Thursday, November 4, 2010

Obtaining the name of a function in Haskell

Someone on #haskell asked whether you could recover a function's name from its value, i.e.

GHCi> name id
"id"
GHCi> name map
"map"

This is easy in some languages. But Haskell is not designed to provide this kind of run-time information. We'll need some non-portable hacks. I tested this code with GHC 6.12.1 on amd64 Linux; see below for portability notes.

How it works

Most values in GHC Haskell are represented by a closure. Closures representing functions are common in functional-language compilers, but GHC extends the idea to cover many other sorts of values.

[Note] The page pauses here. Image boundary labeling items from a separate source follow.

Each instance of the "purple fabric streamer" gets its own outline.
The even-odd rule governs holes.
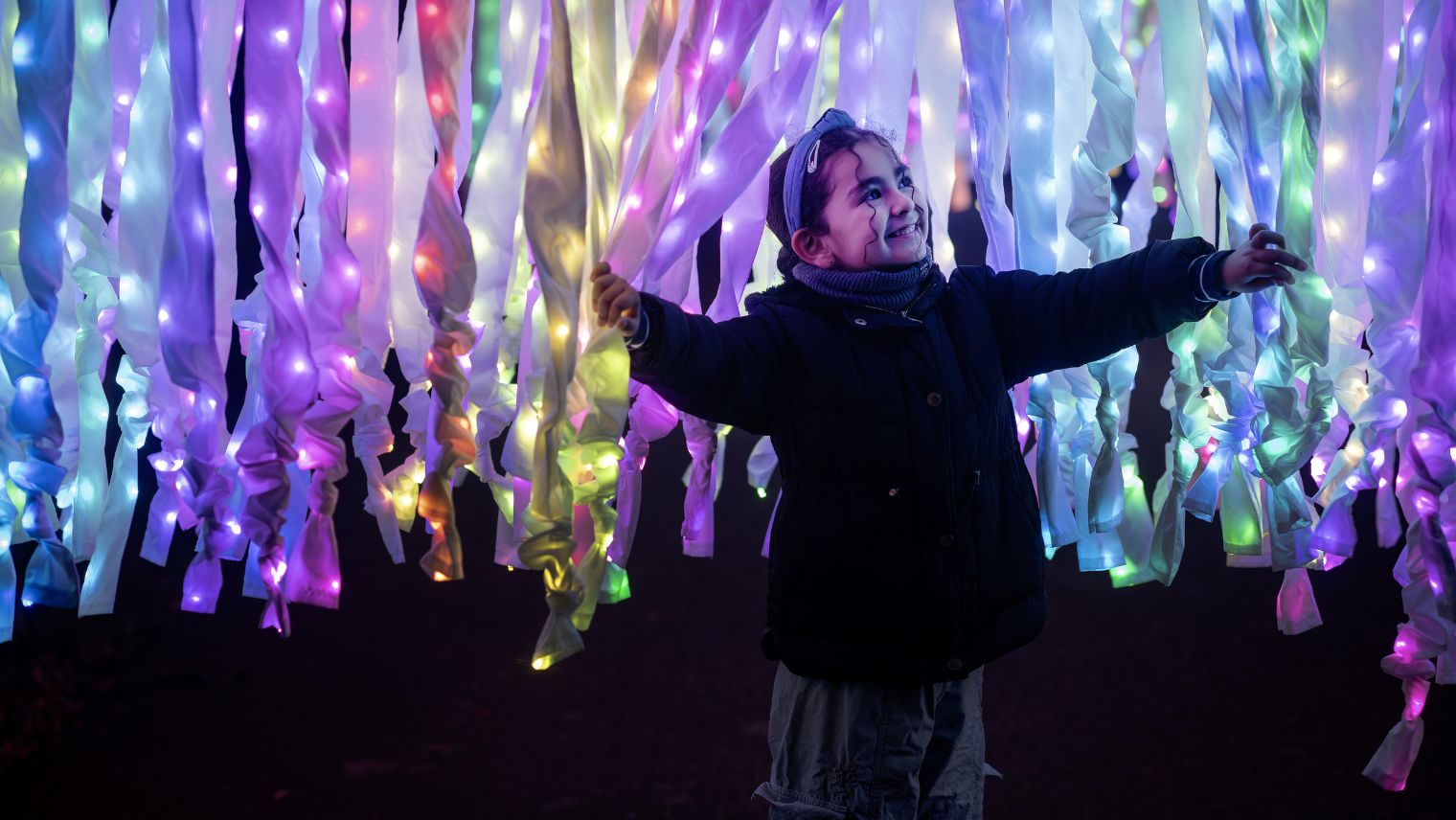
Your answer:
[[[365,401],[354,417],[354,453],[368,481],[367,511],[395,564],[405,548],[395,519],[395,501],[384,484],[380,456],[395,447],[389,406],[395,386],[384,377],[389,355],[389,242],[393,224],[395,175],[386,173],[395,154],[395,89],[399,70],[399,4],[358,0],[349,6],[349,249],[358,259],[358,320],[361,354],[357,386]],[[361,127],[364,125],[364,127]]]
[[[213,612],[223,583],[218,559],[237,537],[220,526],[232,481],[218,470],[226,435],[227,382],[214,342],[213,220],[202,163],[198,114],[195,0],[173,0],[167,15],[172,44],[172,208],[159,277],[157,329],[172,383],[188,390],[191,411],[179,482],[183,502],[201,523],[198,552],[182,580],[182,609]],[[176,320],[172,320],[176,318]]]
[[[121,197],[121,169],[127,165],[127,140],[131,135],[131,105],[141,86],[141,64],[151,51],[156,13],[147,0],[118,0],[111,15],[111,162],[102,181],[102,201],[114,211]],[[111,223],[115,226],[115,220]],[[112,227],[115,230],[115,227]]]
[[[639,281],[649,293],[658,291],[662,274],[753,182],[751,176],[731,173],[728,169],[759,167],[769,160],[783,135],[783,124],[802,95],[804,83],[814,74],[818,41],[837,7],[839,0],[812,0],[802,19],[785,25],[791,42],[796,41],[796,48],[791,47],[779,71],[744,99],[708,157],[697,166],[697,173],[671,188],[684,191],[684,200],[662,223],[662,230],[642,264]],[[673,137],[668,133],[660,131],[660,137],[667,144],[657,144],[657,149],[671,147]],[[629,269],[629,265],[616,259],[610,248],[607,259],[614,262],[613,269]],[[665,290],[662,294],[671,297]]]
[[[74,607],[80,578],[51,517],[51,498],[61,488],[61,419],[51,401],[42,347],[55,322],[63,284],[64,248],[57,233],[70,201],[66,167],[66,124],[71,108],[73,22],[70,3],[22,0],[15,31],[16,106],[29,154],[20,207],[20,272],[29,299],[16,306],[0,329],[0,355],[15,382],[10,431],[25,452],[10,463],[10,479],[25,492],[20,526],[36,551],[25,569],[22,600]]]
[[[1016,267],[1016,236],[1002,178],[1006,175],[1006,7],[1000,0],[957,0],[961,61],[970,100],[971,165],[986,227],[986,264]]]
[[[328,609],[339,606],[339,545],[333,510],[335,482],[348,472],[339,431],[360,408],[354,389],[360,350],[360,265],[344,242],[344,204],[349,162],[348,77],[344,71],[342,0],[319,3],[317,48],[313,55],[307,112],[313,150],[323,165],[319,214],[319,255],[323,269],[309,288],[309,338],[319,368],[319,401],[303,417],[298,466],[312,469],[309,520],[284,578],[290,602]]]
[[[248,4],[245,25],[245,128],[252,169],[249,213],[262,246],[264,272],[259,278],[268,301],[268,332],[258,371],[266,417],[248,431],[237,450],[239,479],[248,494],[240,526],[258,545],[258,568],[268,587],[261,625],[287,635],[288,604],[280,586],[288,569],[280,535],[288,502],[287,465],[297,457],[294,434],[317,393],[309,329],[294,297],[294,259],[285,253],[293,229],[301,143],[298,42],[303,7],[258,0]]]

Closures exist to store data. But the run-time system also needs operational information about each closure: how to garbage-collect it, how to force its evaluation, etc. This information is known at compile time and is shared between many closures. All algebraic values with the same constructor will share this information, as will all function values created from the same lambda in the program's source.

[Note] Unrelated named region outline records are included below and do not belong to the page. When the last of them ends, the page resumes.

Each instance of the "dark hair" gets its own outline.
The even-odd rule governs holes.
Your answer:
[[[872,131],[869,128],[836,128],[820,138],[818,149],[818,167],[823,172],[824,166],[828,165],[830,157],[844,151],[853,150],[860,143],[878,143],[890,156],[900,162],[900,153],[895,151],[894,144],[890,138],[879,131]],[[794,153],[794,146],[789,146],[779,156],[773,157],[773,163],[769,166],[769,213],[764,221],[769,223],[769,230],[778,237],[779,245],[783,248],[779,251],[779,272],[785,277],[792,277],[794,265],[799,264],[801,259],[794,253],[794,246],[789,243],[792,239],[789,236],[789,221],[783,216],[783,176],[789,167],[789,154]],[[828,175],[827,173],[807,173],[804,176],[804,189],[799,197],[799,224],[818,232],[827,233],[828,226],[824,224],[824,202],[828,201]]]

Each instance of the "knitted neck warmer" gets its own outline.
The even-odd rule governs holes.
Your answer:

So each closure stores a pointer to an info table, holding this operational information. Info tables are generated at compile time, and stored as part of an executable's read-only data section. This means that they have statically-known addresses, with associated names in the executable's symbol table. We'll use these symbol names to name our functions.

We can dump an executable's symbol table with nm:

$ nm -f posix foo
...
ghczmprim_GHCziBool_Bool_closure_tbl D 0000000000749978 
ghczmprim_GHCziBool_False_closure D 0000000000749970 
ghczmprim_GHCziBool_False_static_info T 00000000004e4dd8 
ghczmprim_GHCziBool_True_closure D 0000000000749990 
ghczmprim_GHCziBool_True_static_info T 00000000004e4d80 
ghczmprim_GHCziDebug_debugErrLn1_closure D 00000000007499a0 
ghczmprim_GHCziDebug_debugErrLn1_info T 00000000004e4ec0 
...

Haskell identifiers can contain characters not allowed in symbol names. GHC uses a name-mangling scheme to build symbol names. For example, the first symbol above decodes to

ghc-prim_GHC.Bool_Bool_closure_tbl

Reading the symbols

We'll use vacuum to inspect heap objects. vacuum can do a lot of cool things, like visualize heap structures from a running Haskell program. We'll only use one of vacuum's functions here.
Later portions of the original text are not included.